Pressionado no comando da SAF Botafogo, John Textor enumerou virtudes sob sua gestão do Alvinegro e garantiu a saúde financeira do projeto. Em entrevista ao UOL, o estadunidense explicou os recentes confrontos com a Eagle e não descartou a separação da holding.
– Eu diria que as pessoas precisam entender que o Botafogo, como clube, tem tido um bom desempenho financeiro. E nossa receita aumentou de US$ 20 milhões quando começamos isso em 2022 para bem mais de US$ 200 milhões este ano. Talvez fique mais perto de US$ 240 milhões. O fluxo de caixa operacional, o lucro operacional da organização também é muito, muito alto. Mas a briga que as pessoas veem travada nos tribunais era sobre a autorização de novos métodos de entrada de dinheiro. E as pessoas ficaram confusas – iniciou Textor.

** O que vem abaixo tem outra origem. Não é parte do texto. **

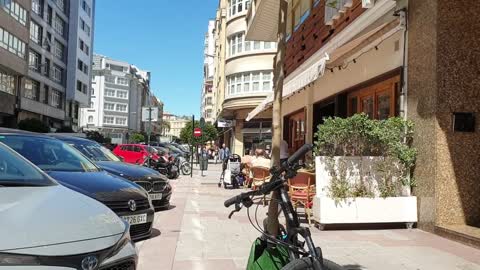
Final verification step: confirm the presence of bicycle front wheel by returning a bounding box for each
[282,257,323,270]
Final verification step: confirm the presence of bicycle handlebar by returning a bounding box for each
[223,144,313,208]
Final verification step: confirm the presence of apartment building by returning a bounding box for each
[162,112,192,141]
[247,0,480,246]
[16,0,95,130]
[0,0,31,127]
[200,20,215,124]
[80,54,152,143]
[65,0,95,131]
[213,0,277,155]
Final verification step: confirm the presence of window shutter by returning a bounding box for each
[362,0,375,8]
[325,0,343,25]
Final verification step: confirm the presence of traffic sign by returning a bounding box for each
[193,128,202,137]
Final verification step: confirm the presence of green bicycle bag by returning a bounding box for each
[247,238,290,270]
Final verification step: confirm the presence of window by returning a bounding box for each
[80,18,90,36]
[78,39,90,55]
[44,32,52,52]
[29,20,42,46]
[117,77,128,85]
[43,58,50,77]
[117,90,128,99]
[82,0,92,17]
[103,102,115,111]
[50,89,63,109]
[103,116,115,124]
[28,49,42,72]
[115,117,127,126]
[77,81,83,92]
[53,39,65,61]
[53,15,65,37]
[0,0,27,25]
[105,76,115,83]
[52,65,63,83]
[0,70,16,95]
[117,104,127,112]
[31,0,43,17]
[55,0,65,12]
[23,79,40,101]
[0,28,26,58]
[226,71,273,95]
[105,89,115,97]
[47,5,53,25]
[347,76,400,120]
[228,0,250,17]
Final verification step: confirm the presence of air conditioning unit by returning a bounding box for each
[362,0,375,8]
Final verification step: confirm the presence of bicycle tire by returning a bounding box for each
[282,257,313,270]
[282,247,322,270]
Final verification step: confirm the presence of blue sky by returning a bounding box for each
[94,0,218,116]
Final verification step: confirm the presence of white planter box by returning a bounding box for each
[312,157,417,226]
[312,196,418,225]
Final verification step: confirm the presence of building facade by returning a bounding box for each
[0,0,31,127]
[213,0,277,154]
[16,0,95,131]
[247,0,480,246]
[80,54,156,143]
[200,20,215,124]
[18,0,71,130]
[162,112,192,141]
[65,0,95,131]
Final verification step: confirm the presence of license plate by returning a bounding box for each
[148,193,163,201]
[122,214,147,225]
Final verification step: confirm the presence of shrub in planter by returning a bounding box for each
[315,114,416,202]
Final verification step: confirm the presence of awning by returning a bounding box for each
[245,53,330,122]
[245,92,273,122]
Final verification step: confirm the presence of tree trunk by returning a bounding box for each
[267,0,288,236]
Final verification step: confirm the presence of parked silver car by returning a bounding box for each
[0,143,137,270]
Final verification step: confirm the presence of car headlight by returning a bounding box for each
[107,224,132,258]
[0,253,41,266]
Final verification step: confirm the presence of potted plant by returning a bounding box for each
[313,114,417,227]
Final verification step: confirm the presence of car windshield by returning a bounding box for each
[147,146,158,154]
[70,142,121,161]
[0,143,55,188]
[0,135,100,172]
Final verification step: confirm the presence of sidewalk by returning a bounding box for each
[137,164,480,270]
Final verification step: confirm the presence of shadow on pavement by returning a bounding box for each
[155,204,177,213]
[323,259,364,270]
[149,228,162,239]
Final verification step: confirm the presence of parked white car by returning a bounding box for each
[0,143,137,270]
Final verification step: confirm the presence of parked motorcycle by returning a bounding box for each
[155,155,180,179]
[175,156,192,175]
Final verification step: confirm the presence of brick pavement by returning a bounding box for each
[137,164,480,270]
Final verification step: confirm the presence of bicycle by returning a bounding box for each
[224,144,326,270]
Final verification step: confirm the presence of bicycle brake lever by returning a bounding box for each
[228,203,243,219]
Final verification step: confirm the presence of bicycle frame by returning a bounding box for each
[270,177,323,261]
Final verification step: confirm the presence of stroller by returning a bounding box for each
[218,154,244,189]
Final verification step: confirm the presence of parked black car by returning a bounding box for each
[0,128,155,240]
[51,134,172,209]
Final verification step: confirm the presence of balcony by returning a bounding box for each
[21,97,65,120]
[246,0,280,41]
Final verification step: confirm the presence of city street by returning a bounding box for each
[137,164,480,270]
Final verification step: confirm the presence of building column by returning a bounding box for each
[232,119,244,156]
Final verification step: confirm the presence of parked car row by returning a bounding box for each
[113,143,191,179]
[0,128,177,270]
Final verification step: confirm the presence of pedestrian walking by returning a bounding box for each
[280,140,288,165]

Uma das questões deste ano foi a constituição de uma empresa nas Ilhas Cayman, que, segundo John Textor, foi mal interpretada.
– Eles disseram: “Bom, John fez isso em nome da Eagle Cayman. Essa é a empresa dele.” Isso não é verdade. Isso nunca foi verdade. A Eagle Cayman, que se chama Eagle Football Group, nas Ilhas Cayman, foi formada em 2024 para que todos os interesses da Eagle fossem consolidados naquela única entidade das Ilhas Cayman para a oferta pública inicial (IPO) na Bolsa de Valores de Nova York. Então, quando eu estava criando esses novos instrumentos para levantar fundos para o Botafogo, fiz isso em nome da Eagle Football Group nas Ilhas Cayman, o que os advogados da Ares e os advogados do novo diretor independente nem sequer entenderam – explicou.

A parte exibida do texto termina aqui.